Maurice Wullens collabora au Libertaire où il tint en 1921 la rubrique « Littérature communiste ». Il fut élu collaborateur « remplaçant » du journal par le IVe congrès qui eut lieu à Paris les 12 et 13 août 1923. Il fut également rédacteur à La Revue anarchiste et collabora à L’En Dehors.
Dans les années vingt, Maurice Wullens fut, comme bien d’autres, attiré par l’Union soviétique. En août-septembre 1925, il participa à un voyage d’étude organisé pendant les vacances par une cinquantaine d’instituteurs — dont Célestin Freinet* — sur l’initiative du syndicat pan-russe des travailleurs de l’Enseignement. Au cours de son voyage, il intervint en faveur de Nicolas Lazarévitch*. A son retour, il tenta d’adapter la pratique soviétique du journal mural mais, surtout, se rapprocha des communistes et s’opposa aux défenseurs de Lazarévitch parmi lesquels se rangeait son frère (voir Marcel Wullens*).

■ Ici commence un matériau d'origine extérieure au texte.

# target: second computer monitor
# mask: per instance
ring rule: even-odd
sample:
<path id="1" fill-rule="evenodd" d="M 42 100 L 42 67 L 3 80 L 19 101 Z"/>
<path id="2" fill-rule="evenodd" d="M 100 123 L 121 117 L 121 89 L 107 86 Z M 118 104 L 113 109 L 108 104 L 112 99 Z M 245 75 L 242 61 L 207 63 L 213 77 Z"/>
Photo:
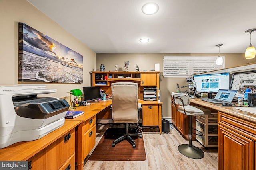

En 1927, il publia son livre Paris-Moscou-Tiflis, recueil de notes et de souvenirs rapportés de son voyage, préfacé par Henri Guilbeaux*. Maurice Wullens avouait avoir été impressionné : « Là-bas, un effort immense, colossal, prodigieux est fait pour l’éducation, l’instruction de cette masse de plus de cent millions de paysans incultes, mi-barbares », effort qui, à ses yeux, devait perdurer même en cas d’échec de la République soviétique. Mais cette sympathie manifestée par Maurice Wullens pour les réalisations de l’Union soviétique fut remise en cause par deux épreuves : la rupture avec son frère et son conflit, en septembre 1929, avec le Parti communiste à propos des dettes que l’Humanité avait envers Henri Guilbeaux, qui menait alors une vie matériellement très difficile à Berlin. Il devait publier plusieurs cahiers consacrés à la défense de son ami. L’ère stalinienne allait enlever à Maurice Wullens toutes ses sympathies prosoviétiques et il participa à la campagne pour la libération de Victor Serge*. Ayant adhéré au Parti d’unité prolétarienne, il en fut le candidat aux élections législatives de 1936 dans la 2e circonscription de Dunkerque. Sur 14 475 inscrits, il ne recueillit à l’unique tour que 224 voix. Sur le plan syndical, il fut l’un des deux élus de l’École émancipée au conseil syndical du SNI de la Seine en 1937.
Jusqu’à la veille de la Seconde Guerre mondiale, Les Humbles, à côté de leurs numéros ordinaires, publièrent une trentaine de numéros spéciaux, et les Éditions des Humbles une soixantaine de cahiers rassemblant les textes de nombreux écrivains et essayistes : Guilbeaux, l’égyptien Georges Henein, Pierre Ganivet (voir Achille Dauphin-Meunier*), Maurice Parijanine*, Ernst Toller, André Prudhommeaux (« Catalogne 1936-1937 », mars 1937 ; « Où va l’Espagne », février 1938). Maurice Wullens rendit hommage à André Gide (« Respects à Monsieur Gide », juin 1936), à Léon Trotsky (mai-juin 1934), à Marcel Martinet (janvier-mars 1936), publia un compte-rendu du Congrès des écrivains pour la défense de la culture (juillet 1935) donnant la parole à André Breton, Magdeleine Paz, Henri Poulaille. En avril 1938, il publia la brochure d’Alfred Rosmer, Victor Serge et lui-même sur l’assassinat d’Ignace Reiss.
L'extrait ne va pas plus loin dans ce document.